A jury of eight men and four women acquitted the man unanimously after deliberating for 90 minutes, the Irish Examiner reported.
O'Connell's comments drew condemnation from women's rights groups and sparked calls to change the way rape trials are conducted in Ireland.
On Tuesday, protests reached Ireland's parliament, the Dail, where Ruth Coppinger, a member for Dublin West, produced a blue thong during a debate.
"It might seem embarrassing to show a pair of thongs here... how do you think a rape victim or a woman feels at the incongruous setting of her underwear being shown in a court," she asked fellow parliamentarians.
Coppinger led a protest march through Dublin city centre under the slogan "end victim blaming in the courts".
Meanwhile, about 200 protesters marched through the centre of Cork to lay underwear on the steps of the court where the trial had been held.
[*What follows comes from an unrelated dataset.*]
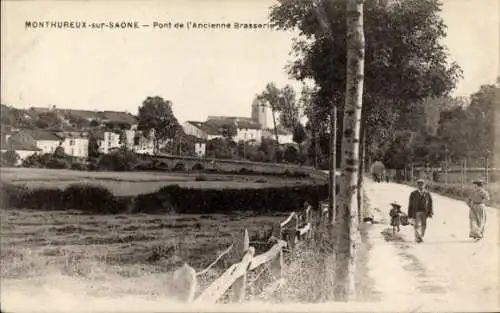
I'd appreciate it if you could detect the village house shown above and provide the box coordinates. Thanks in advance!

Noeline Blackwell, the head of the Dublin Rape Crisis Centre, told the Irish Independent: "The reference to the girl's underwear and the assumption and inference that the jury was being invited to draw - that because she was dressed like that she was asking for sex - does not surprise us.
"It comes up very, very regularly how someone was dressed, the amount of drink they had taken, why they hadn't screamed if they were in trouble.
"These kind of mythologies and stereotypes around rape come up again and again in court cases, because the defence to rape is that the sex was consensual.
"So anything the defendant can do to suggest there was consent will be used," she said.
Charlie Flanagan, Ireland's minister for justice and equality, said he was open to the notion of changing the law on the conduct of rape trials but he would wait for the findings of a review group before making a decision.
"If there's legislative change necessary then I'd be very keen and I'd set about doing that," he said.
"But I believe it's more about the practice and procedure, particularly in the case that you mentioned," Flanagan told the Irish Examiner.
"I don't like to comment on individual cases, but it was a woman barrister who posed the question in that particular case."